Urban marginality
Arnold Reijndorp and Loïc Wacquant
The Maaskant Dialogues #1
Download all
Maaskant Dialogues here
Towards a new class perspective for the network society
This first dialogue was, exceptionally, held in English and consisted of a spoken column by Michelle Provoost, a lecture by Loïc Wacquant and a brief Q&A session between Wacquant and Reijndorp. Both speakers are sociologists, know each other well and are fluent in each other’s language. This report aims to translate these ideas for spatial policy-makers.
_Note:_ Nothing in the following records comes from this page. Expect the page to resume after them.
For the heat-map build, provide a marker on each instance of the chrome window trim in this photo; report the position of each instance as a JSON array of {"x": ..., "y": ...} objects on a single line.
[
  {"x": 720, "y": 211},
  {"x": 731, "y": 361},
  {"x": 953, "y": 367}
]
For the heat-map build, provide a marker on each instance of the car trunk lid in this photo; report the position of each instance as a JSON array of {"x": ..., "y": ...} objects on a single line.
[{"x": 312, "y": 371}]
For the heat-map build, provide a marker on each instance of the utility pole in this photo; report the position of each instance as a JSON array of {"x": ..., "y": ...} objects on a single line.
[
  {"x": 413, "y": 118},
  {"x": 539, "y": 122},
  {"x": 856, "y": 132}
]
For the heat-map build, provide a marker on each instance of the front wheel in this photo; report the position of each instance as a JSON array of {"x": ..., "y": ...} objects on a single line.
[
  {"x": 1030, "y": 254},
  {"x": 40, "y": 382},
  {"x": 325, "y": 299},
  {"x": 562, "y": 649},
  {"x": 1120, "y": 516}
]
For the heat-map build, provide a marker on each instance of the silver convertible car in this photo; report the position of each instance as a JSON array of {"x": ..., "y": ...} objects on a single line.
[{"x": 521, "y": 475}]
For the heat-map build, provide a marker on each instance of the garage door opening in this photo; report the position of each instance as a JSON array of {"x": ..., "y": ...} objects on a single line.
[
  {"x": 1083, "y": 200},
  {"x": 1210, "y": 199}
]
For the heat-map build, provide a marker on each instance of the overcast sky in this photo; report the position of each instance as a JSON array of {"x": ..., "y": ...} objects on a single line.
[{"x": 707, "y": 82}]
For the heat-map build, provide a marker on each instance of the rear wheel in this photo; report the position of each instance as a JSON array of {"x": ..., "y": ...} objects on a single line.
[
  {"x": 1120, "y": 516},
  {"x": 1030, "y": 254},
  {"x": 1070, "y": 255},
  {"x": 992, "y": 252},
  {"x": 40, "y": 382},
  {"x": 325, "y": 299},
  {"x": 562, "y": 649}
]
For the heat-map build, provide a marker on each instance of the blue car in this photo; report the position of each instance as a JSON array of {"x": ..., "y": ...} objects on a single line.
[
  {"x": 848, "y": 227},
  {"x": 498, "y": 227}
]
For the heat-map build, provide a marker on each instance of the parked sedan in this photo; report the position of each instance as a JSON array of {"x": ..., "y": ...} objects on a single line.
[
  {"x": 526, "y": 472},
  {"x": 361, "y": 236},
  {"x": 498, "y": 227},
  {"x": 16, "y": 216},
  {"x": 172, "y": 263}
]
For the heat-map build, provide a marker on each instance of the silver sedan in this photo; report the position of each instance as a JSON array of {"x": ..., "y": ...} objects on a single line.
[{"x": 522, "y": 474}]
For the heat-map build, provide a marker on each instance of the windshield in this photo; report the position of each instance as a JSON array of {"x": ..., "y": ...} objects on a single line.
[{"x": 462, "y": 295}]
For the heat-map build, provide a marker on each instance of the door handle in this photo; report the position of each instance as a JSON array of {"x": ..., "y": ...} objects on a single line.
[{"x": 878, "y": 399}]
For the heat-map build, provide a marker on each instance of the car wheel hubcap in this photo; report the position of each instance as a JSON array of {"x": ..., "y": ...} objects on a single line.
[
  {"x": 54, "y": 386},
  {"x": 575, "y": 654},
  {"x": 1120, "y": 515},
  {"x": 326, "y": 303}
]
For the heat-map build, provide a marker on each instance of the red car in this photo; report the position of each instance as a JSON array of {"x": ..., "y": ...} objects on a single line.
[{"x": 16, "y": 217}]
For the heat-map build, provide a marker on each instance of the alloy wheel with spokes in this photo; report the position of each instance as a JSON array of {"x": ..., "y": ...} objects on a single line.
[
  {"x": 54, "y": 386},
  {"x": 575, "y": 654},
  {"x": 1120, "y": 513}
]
Arnold Reijndorp is a sociologist and won the Grote Maaskant Prize in 2012 for his contributions to urban social research. Reijndorp’s publications are characterised by their high accessibility to both laypeople and fellow professionals. Furthermore, his approach embodies a Rotterdam ‘hands-on mentality’, involving field research amongst citizens and a deep interest in what motivates people in the city. It had long been a cherished wish of Thijs Barendse of De Dependance to invite Loïc Wacquant to give a lecture, and so it was only natural to pair him with Reijndorp. Two sociologists with a passion for city dwellers, one with a practical bent, the other with a more theoretical and philosophical approach.
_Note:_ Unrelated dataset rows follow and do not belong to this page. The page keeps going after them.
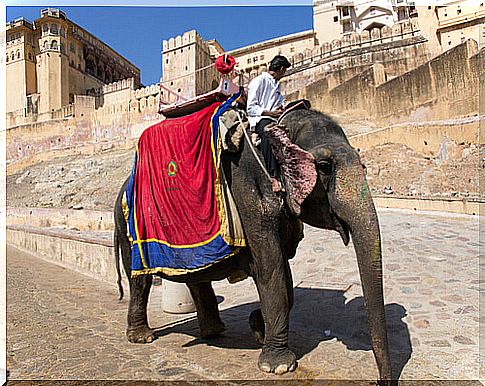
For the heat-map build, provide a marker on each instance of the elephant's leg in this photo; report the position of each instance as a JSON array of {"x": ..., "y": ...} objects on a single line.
[
  {"x": 138, "y": 330},
  {"x": 210, "y": 324},
  {"x": 256, "y": 321},
  {"x": 275, "y": 289}
]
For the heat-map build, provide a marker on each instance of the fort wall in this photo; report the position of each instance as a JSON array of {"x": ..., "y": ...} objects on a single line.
[
  {"x": 385, "y": 76},
  {"x": 435, "y": 90}
]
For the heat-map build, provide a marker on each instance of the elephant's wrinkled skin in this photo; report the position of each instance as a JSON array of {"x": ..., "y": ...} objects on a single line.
[{"x": 339, "y": 201}]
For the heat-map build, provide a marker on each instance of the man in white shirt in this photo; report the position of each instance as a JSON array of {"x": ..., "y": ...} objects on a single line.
[{"x": 265, "y": 104}]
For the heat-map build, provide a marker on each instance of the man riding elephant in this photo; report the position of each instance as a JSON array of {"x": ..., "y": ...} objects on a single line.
[{"x": 265, "y": 105}]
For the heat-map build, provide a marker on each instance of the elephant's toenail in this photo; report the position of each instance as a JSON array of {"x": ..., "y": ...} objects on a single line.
[{"x": 281, "y": 369}]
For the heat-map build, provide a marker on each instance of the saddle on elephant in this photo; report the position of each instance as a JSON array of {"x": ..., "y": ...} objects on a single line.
[{"x": 180, "y": 213}]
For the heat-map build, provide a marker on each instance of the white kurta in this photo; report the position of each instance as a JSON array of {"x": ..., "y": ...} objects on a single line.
[{"x": 263, "y": 95}]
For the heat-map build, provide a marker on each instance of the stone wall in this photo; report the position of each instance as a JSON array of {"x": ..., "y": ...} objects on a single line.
[
  {"x": 434, "y": 90},
  {"x": 400, "y": 49}
]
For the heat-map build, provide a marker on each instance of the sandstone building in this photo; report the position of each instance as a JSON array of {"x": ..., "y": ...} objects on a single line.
[
  {"x": 188, "y": 70},
  {"x": 51, "y": 60},
  {"x": 67, "y": 89}
]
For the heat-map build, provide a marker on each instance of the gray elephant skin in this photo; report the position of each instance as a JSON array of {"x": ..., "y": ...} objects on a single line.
[{"x": 340, "y": 201}]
Loïc Wacquant is a professor at the University of Berkeley. He has written several books on urban inequality and ‘advanced marginality’, including *Urban Outcasts* and *Punishing the Poor*. In his own words, he combines Pierre Bourdieu’s work on symbolic power and cultural class with Erving Goffman’s work on stigma.
Lecture Loïc Wacquant
In 'The City’s Pariahs', Wacquant describes how a new regime is emerging in Western society that differs from classical poverty—defined as a lack of resources—namely, a regime of advanced marginality. Advanced marginality is far worse than traditional poverty; it is both material and symbolic. It consists of the desocialisation of work, the stigmatisation and isolation of areas from economic processes, and the fragmentation of previously cohesive groups. This desocialisation is directly linked to radical mercantilism and the monetisation (the financialisation) of the economy.